Started by chrismsullivan, 05 September 2011, 01:47 AM

koan

Just looked for cross-section of the AAV again, no luck but I have it somewhere. Very much like the K-jet one on benzworld here except it shows the bulb in cross-section as well.

Bulb has a plate with what looks like a blunt nail and o-ring in it, the nail head pushes up on the piston, not like the lock nutted rod in the benzworld picture.

The guy who opened his up said it contained liquid not wax as he had been told.

Waxes are long hydrocarbon molecules, liquid hydrocarbons like petrol are shorter and gases like methane are very short. What might happen is after thousands of heat/cool  cycles the long wax molecules breakup in to liquid sized molecules and that's what he found.

koan
Boogity, Boogity, Boogity, Amen!

scraf

Quote from: koan on 06 September 2011, 06:24 PM
I've tried to get K-Jet units apart, heaved and pulled on them with various tools but no success, maybe something that clamps round the top like a collet in a collet chuck would do the job. The chucks and collets I have for the forthcoming milling adventure are not big enough.

Just found this on YouTube ( apologies for bumping an old thread, but I'm researching the whole AAV thing )

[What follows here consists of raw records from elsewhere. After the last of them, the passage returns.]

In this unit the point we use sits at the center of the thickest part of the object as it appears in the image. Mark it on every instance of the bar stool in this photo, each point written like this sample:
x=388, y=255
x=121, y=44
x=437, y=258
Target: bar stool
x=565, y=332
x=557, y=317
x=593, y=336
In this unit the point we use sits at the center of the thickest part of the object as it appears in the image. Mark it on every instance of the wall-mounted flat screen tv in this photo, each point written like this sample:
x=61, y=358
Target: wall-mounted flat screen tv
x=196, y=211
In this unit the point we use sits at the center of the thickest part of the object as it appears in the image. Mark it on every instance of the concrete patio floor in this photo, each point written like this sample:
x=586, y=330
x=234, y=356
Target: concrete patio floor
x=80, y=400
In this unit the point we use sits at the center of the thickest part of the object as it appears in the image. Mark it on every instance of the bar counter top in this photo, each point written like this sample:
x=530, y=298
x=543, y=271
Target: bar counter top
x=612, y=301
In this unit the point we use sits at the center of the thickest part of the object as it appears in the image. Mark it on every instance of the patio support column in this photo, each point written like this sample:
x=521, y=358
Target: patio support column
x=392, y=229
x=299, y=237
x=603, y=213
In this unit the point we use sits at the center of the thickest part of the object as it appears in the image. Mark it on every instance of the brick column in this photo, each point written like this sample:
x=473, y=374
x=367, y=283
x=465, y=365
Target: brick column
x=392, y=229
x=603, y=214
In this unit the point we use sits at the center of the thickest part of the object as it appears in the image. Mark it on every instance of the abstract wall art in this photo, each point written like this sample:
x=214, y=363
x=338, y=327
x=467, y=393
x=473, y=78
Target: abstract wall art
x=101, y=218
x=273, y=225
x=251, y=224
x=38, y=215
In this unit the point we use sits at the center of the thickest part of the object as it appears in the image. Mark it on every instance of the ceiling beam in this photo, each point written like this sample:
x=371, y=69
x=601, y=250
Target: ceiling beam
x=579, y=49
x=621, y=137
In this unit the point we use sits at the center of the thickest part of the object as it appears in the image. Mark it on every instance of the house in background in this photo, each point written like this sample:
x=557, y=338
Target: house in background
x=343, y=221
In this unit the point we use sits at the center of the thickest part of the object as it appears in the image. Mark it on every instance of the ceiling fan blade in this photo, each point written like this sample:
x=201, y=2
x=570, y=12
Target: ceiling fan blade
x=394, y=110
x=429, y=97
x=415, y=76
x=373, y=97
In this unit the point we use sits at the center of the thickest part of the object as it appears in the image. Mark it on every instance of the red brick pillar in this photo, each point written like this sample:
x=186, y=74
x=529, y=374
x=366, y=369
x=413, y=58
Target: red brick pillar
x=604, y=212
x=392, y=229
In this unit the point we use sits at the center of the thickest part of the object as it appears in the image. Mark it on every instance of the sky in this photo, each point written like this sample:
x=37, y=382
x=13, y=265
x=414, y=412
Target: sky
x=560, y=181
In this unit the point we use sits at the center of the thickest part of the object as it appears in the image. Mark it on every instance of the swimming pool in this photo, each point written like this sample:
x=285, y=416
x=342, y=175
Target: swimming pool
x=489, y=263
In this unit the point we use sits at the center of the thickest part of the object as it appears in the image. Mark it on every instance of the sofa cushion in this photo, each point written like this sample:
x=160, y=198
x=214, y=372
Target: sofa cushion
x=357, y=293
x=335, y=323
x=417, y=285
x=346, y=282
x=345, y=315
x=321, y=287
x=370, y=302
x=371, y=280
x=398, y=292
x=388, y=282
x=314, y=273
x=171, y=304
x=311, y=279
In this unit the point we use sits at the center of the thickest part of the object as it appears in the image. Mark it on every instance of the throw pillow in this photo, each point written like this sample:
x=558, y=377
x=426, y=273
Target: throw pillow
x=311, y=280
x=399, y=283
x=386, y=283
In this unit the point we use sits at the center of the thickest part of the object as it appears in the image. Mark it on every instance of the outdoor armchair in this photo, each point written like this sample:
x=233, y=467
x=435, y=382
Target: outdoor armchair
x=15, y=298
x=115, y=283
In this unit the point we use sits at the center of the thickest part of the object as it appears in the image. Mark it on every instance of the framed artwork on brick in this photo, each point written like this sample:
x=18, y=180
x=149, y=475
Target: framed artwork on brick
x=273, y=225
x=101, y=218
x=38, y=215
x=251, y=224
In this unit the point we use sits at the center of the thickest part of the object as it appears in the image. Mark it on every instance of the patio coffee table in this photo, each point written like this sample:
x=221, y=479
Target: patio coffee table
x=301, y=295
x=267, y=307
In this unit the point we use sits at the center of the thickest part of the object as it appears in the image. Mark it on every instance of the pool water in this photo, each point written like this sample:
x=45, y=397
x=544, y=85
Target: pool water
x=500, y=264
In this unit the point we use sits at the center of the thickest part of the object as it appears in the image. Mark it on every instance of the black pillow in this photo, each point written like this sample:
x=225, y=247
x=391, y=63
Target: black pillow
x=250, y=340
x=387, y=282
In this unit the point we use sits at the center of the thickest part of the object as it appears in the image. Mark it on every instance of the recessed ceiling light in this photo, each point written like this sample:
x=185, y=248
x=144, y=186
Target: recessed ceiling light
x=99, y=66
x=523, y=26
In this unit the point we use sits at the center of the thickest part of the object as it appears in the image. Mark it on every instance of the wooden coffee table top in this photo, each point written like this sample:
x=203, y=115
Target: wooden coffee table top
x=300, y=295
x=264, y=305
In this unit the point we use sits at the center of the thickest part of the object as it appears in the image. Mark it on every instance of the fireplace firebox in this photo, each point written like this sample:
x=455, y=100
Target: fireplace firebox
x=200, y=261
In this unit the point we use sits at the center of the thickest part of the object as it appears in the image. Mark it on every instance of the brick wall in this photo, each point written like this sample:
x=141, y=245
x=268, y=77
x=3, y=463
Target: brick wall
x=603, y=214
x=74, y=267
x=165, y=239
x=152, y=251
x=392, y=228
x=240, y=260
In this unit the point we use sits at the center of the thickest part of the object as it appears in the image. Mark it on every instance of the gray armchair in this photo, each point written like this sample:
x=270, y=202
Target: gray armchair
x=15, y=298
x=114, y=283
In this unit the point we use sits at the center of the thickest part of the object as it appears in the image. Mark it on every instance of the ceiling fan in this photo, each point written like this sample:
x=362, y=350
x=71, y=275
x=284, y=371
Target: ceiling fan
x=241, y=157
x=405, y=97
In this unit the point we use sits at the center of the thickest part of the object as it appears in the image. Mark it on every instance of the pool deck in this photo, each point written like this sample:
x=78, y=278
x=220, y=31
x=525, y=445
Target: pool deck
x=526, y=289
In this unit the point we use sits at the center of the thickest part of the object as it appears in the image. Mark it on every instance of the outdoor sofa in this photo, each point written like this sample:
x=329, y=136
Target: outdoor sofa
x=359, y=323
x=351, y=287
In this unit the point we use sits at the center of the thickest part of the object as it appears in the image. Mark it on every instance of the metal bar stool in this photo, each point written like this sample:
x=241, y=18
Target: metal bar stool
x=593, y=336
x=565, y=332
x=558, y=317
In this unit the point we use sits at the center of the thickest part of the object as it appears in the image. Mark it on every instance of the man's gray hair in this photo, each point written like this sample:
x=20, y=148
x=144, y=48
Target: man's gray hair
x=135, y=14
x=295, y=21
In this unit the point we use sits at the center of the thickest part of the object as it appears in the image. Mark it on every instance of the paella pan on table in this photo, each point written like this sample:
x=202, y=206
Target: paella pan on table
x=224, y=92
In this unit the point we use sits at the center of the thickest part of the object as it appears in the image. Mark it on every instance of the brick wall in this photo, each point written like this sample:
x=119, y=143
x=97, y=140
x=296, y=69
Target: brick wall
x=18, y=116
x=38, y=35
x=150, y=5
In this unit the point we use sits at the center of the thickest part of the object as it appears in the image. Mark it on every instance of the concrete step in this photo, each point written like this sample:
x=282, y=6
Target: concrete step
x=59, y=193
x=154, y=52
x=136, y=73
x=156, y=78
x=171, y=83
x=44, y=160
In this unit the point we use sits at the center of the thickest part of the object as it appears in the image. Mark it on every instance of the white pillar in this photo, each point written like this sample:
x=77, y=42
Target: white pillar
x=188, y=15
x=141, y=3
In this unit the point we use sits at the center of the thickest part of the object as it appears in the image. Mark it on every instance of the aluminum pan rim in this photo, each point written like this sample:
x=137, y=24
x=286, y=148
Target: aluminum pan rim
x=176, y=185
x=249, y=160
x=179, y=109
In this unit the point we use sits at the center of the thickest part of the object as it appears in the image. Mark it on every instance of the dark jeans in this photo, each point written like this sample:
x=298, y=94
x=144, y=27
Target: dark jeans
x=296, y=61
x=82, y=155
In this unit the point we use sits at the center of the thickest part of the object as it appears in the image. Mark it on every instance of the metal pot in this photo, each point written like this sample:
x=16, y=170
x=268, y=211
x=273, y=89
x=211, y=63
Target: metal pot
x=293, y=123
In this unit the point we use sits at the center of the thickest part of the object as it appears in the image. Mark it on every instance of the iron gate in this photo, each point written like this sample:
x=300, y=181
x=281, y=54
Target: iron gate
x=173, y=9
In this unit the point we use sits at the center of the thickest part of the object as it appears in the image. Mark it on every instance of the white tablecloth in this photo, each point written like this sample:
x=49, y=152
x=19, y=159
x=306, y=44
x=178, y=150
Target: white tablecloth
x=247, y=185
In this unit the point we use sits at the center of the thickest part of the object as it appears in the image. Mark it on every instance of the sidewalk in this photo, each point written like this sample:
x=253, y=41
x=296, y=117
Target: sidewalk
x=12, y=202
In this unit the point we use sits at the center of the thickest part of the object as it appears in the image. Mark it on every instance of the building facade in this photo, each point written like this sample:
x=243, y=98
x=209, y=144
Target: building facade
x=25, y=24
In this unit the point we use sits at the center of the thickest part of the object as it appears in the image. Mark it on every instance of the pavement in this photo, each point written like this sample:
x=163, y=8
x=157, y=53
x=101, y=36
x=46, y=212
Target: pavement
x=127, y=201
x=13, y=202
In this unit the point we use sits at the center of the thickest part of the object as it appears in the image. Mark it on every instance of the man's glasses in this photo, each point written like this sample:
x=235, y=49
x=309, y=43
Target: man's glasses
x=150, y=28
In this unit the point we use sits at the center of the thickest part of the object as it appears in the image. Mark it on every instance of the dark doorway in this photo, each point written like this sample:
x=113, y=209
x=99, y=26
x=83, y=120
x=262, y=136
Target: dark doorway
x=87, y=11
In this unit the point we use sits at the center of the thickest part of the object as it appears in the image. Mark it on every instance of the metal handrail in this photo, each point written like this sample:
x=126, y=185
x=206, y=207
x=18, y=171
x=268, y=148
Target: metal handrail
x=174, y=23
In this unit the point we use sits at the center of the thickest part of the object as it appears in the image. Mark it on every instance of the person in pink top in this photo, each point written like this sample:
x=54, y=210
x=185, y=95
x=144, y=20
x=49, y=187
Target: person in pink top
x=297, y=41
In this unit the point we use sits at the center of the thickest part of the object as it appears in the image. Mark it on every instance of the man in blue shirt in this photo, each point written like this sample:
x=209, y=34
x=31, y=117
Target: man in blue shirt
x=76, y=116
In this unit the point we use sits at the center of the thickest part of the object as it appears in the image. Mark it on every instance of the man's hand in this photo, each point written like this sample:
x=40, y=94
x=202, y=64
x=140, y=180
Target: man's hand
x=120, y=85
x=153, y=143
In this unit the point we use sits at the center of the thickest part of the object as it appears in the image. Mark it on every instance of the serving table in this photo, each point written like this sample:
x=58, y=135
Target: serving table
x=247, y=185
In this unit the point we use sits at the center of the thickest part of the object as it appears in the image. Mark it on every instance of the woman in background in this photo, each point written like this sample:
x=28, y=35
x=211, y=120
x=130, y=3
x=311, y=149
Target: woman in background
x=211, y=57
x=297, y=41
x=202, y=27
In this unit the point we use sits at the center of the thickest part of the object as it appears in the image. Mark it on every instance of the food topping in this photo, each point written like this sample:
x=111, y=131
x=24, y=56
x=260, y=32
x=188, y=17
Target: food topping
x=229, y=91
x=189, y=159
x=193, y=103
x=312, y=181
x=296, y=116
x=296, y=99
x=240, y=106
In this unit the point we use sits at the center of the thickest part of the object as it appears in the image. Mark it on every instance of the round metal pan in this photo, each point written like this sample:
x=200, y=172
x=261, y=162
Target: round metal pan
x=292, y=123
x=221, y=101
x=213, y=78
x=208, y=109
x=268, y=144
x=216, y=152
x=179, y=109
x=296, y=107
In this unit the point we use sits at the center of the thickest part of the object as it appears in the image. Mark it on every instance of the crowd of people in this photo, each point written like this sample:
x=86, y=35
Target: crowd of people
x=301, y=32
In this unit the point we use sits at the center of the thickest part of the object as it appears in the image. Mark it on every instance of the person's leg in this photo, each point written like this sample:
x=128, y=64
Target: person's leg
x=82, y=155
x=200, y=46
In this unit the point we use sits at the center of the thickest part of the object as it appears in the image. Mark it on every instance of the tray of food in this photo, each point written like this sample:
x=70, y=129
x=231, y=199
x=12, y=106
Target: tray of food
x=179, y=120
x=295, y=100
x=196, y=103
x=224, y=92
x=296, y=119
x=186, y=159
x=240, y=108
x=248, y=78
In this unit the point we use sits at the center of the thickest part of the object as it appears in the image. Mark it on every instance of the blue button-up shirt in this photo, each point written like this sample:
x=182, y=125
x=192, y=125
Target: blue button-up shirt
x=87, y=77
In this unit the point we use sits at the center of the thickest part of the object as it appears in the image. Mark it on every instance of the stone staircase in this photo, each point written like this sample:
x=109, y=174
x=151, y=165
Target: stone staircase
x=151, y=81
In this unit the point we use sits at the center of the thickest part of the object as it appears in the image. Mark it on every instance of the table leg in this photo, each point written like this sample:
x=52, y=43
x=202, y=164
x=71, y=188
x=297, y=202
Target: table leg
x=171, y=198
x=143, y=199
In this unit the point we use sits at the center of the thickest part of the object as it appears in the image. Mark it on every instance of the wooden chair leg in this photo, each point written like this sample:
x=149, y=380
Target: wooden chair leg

http://www.youtube.com/watch?v=aZBGpX9hETc

Tony66_au

Right.................

I did this a while ago (Refurbed a D jet AAV) and theres a bit more to it that plonking it in boiling water....

First up, A D jet AAV does not fully close as there is a small cut out that prevents it from sealing off completely.

Pinch the hose shut on a D jet and the car dies.

Do this on a K jet and it runs fine because there is a small vac line that runs from the AAV hose.

I found the thread I did on TK and im copying it here for your reference.

Tony66_au


Big_Richard

Thats the most original use for a meat probe i've ever seen, well done.  8)

Tony66_au

Ta MT.

I have a thermo couple probe but the displays a bugger to photograph and because of the international nature of these forums (For which I created the pics) I figured it wouldn't hurt to have something that uses both Celsius and Fahrenheit.

Id also like to add that these AAV's are fairly substantial as a heatsink and as most kettles dont actually bring water to 100 Celsius id consider microwaving the water, dunking the AAV base in the water until it heats up and then checking and possibly reheating the water again as it does drop in temp significantly.

Also I have conflicting reports on the closed temperature of the AAV when functional and my theory is that some may open for different temps due to climate variations in the marketplace in the same manner as Mercedes have tropical spec cars etc.

That said 66 degrees Celsius seems a good middle ground for D jet cars operating outside the Arctic circle.